KabarMalaysia.com — Presiden Republik Rakyat Tiongkok, Xi Jinping, dijadwalkan melakukan kunjungan resmi ke tiga negara Asia Tenggara pekan depan: Vietnam, Malaysia, dan Kamboja. Ini merupakan perjalanan luar negeri pertama Xi sepanjang tahun 2025, yang berlangsung di tengah meningkatnya ketegangan perdagangan antara Beijing dan Washington.
Kementerian Luar Negeri Tiongkok mengonfirmasi bahwa lawatan kenegaraan tersebut akan berlangsung mulai Senin, 14 April hingga Jumat, 18 April 2025. Kunjungan ini dipandang sebagai strategi diplomatik Beijing untuk mempererat hubungan regional serta menunjukkan ketangguhan dalam menghadapi tekanan tarif tinggi dari Amerika Serikat.
Hanoi Jadi Persinggahan Pertama
Presiden Xi akan memulai rangkaian kunjungannya di Hanoi, Vietnam, pada 14 hingga 15 April, atas undangan resmi Presiden Luong Cuong. Ini menjadi kali pertama Xi kembali menginjakkan kaki di ibu kota Vietnam sejak kunjungannya pada Desember 2023.
Vietnam selama ini dikenal dengan strategi “diplomasi bambu”—pendekatan luwes namun penuh perhitungan dalam menjaga keseimbangan relasi antara dua kekuatan besar: China dan Amerika Serikat. Di balik hubungan yang tampak bersahabat, Hanoi tetap menyimpan kegelisahan atas langkah agresif Beijing di wilayah sengketa Laut China Selatan.

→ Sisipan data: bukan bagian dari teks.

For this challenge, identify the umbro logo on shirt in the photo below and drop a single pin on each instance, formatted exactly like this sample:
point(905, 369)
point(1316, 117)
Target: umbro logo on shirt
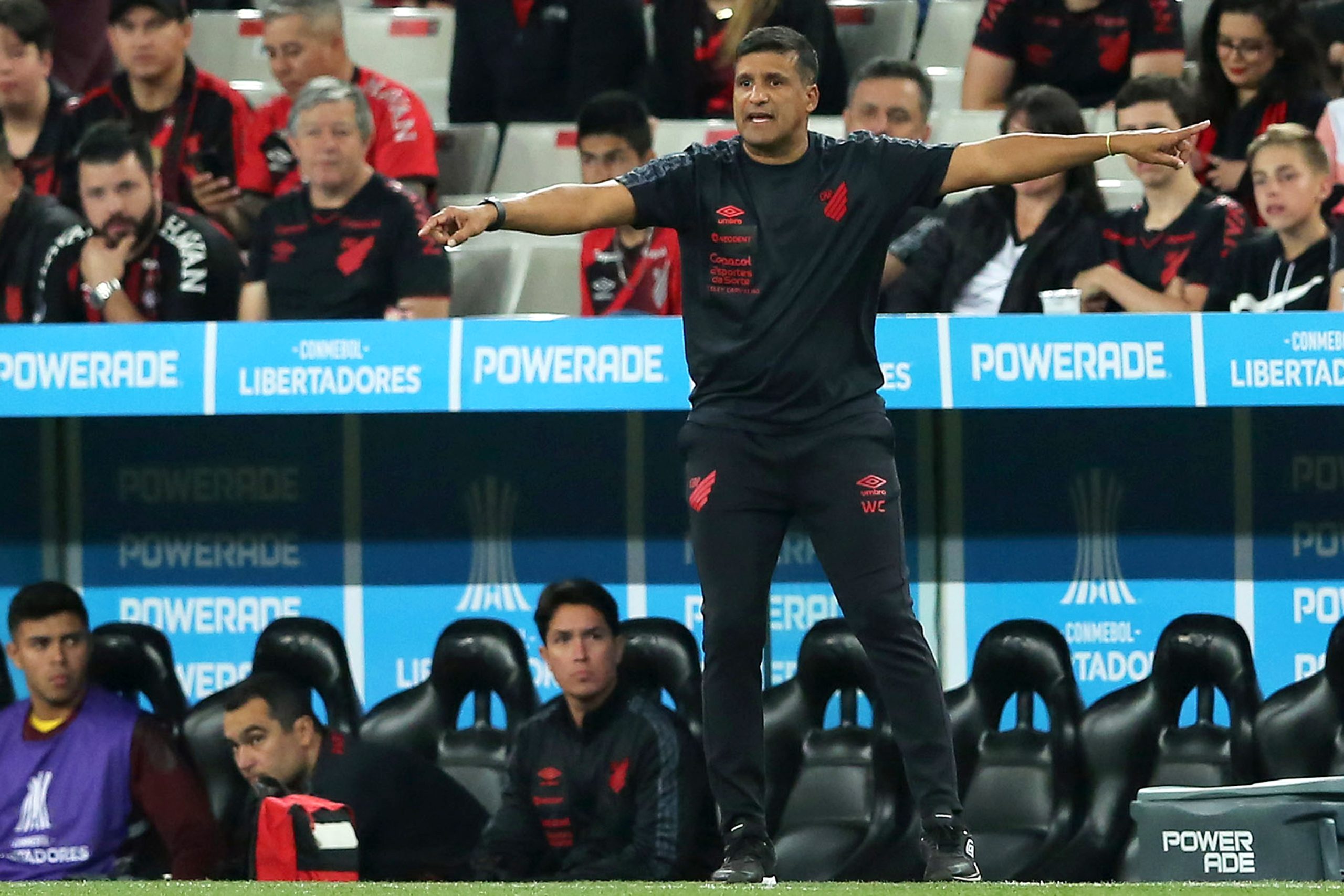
point(836, 202)
point(730, 215)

Kendati demikian, keterkaitan ekonomi kedua negara tetap erat. China merupakan salah satu investor utama di Vietnam, memperkuat ketergantungan ekonomi meskipun tensi geopolitik terus membayangi.

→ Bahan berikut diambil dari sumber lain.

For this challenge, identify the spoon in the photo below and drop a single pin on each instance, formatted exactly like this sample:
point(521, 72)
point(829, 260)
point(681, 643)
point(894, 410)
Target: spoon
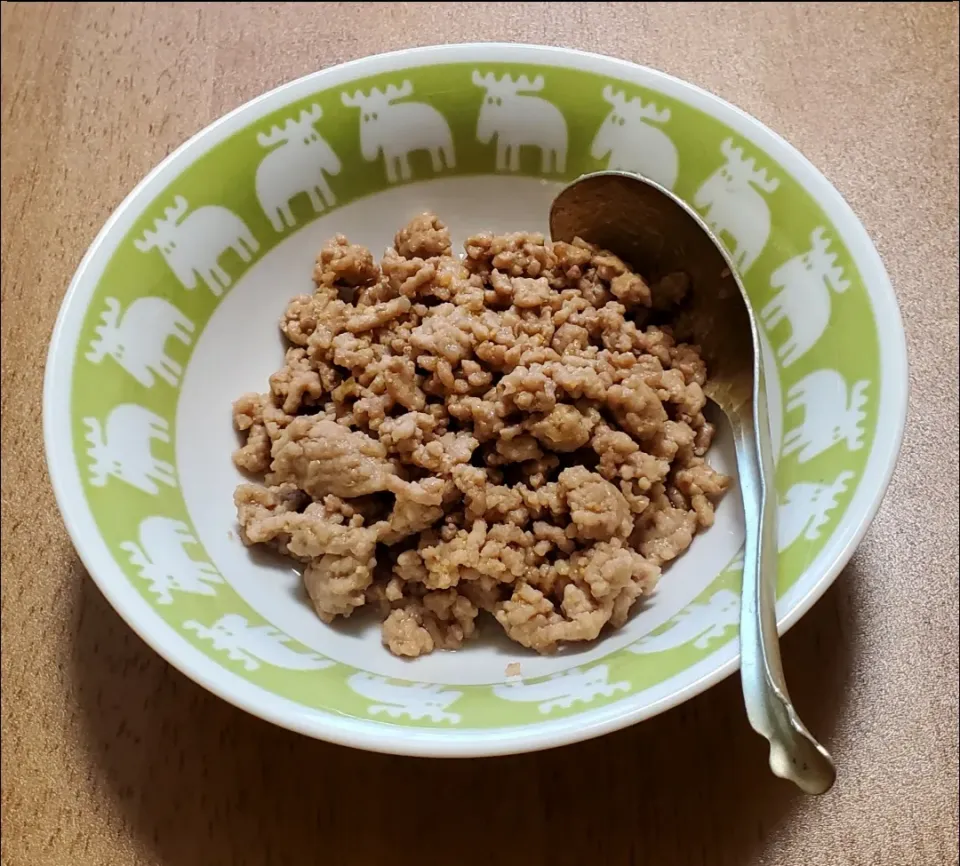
point(648, 226)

Berlanjut ke Malaysia dan Kamboja
Usai kunjungan ke Vietnam, Xi akan melanjutkan lawatan kenegaraannya ke Malaysia pada 15–17 April. Pemerintah Malaysia menyambut kunjungan ini sebagai bagian penting dalam memperkuat kemitraan dagang strategis dengan Tiongkok. Kunjungan tersebut dipandang mampu mendorong momentum kerja sama bilateral yang selama ini telah tumbuh secara signifikan.
Pada 17 April, Presiden Xi dijadwalkan tiba di Phnom Penh, Kamboja. Relasi antara Beijing dan Phnom Penh telah terjalin erat selama beberapa dekade, terutama sejak era kepemimpinan Hun Sen, ayah dari Perdana Menteri saat ini, Hun Manet. China telah menanamkan investasi bernilai miliaran dolar AS di berbagai proyek infrastruktur Kamboja, menjadikan negeri itu sebagai mitra utama Beijing di Asia Tenggara.
Pemerintah Kamboja menyebut lawatan Xi sebagai “penanda penting” dalam mempererat hubungan historis antara kedua negara. Sementara itu, hubungan Phnom Penh dengan Washington justru merosot dalam beberapa tahun terakhir, memberikan ruang lebih besar bagi Beijing untuk memperkuat pengaruhnya.
Konstelasi Perdagangan Global Jadi Latar Belakang
Lawatan ini berlangsung dalam konteks perdagangan global yang tengah bergolak. Negara-negara Asia Tenggara seperti Vietnam, Malaysia, dan Kamboja kini merasakan dampak dari kebijakan tarif tinggi yang diterapkan Amerika Serikat. Vietnam dikenai tarif hingga 46 persen, Kamboja 49 persen, dan Malaysia 24 persen.
Beberapa negara mulai menjalin komunikasi dengan pihak Washington untuk menegosiasikan pelonggaran beban tarif tersebut. Namun di tengah ketidakpastian, Beijing justru memanfaatkan celah ini untuk memperkokoh solidaritas regional melalui pendekatan yang konsisten dan intensif.
Dalam beberapa pekan terakhir, Menteri Perdagangan Tiongkok Wang Wentao mengadakan serangkaian pertemuan virtual dengan para mitra dari Uni Eropa, Malaysia, Arab Saudi, hingga Afrika Selatan. Sementara itu, Perdana Menteri Tiongkok Li Qiang turut menjalin komunikasi diplomatik dengan Presiden Komisi Eropa Ursula von der Leyen, menekankan pentingnya menegakkan sistem perdagangan global yang adil, inklusif, dan setara.
Kunjungan Xi ke Asia Tenggara menjadi sinyal kuat bahwa Beijing tak tinggal diam dalam menghadapi tekanan eksternal—melainkan aktif memperluas pengaruhnya di halaman depan kawasan Asia.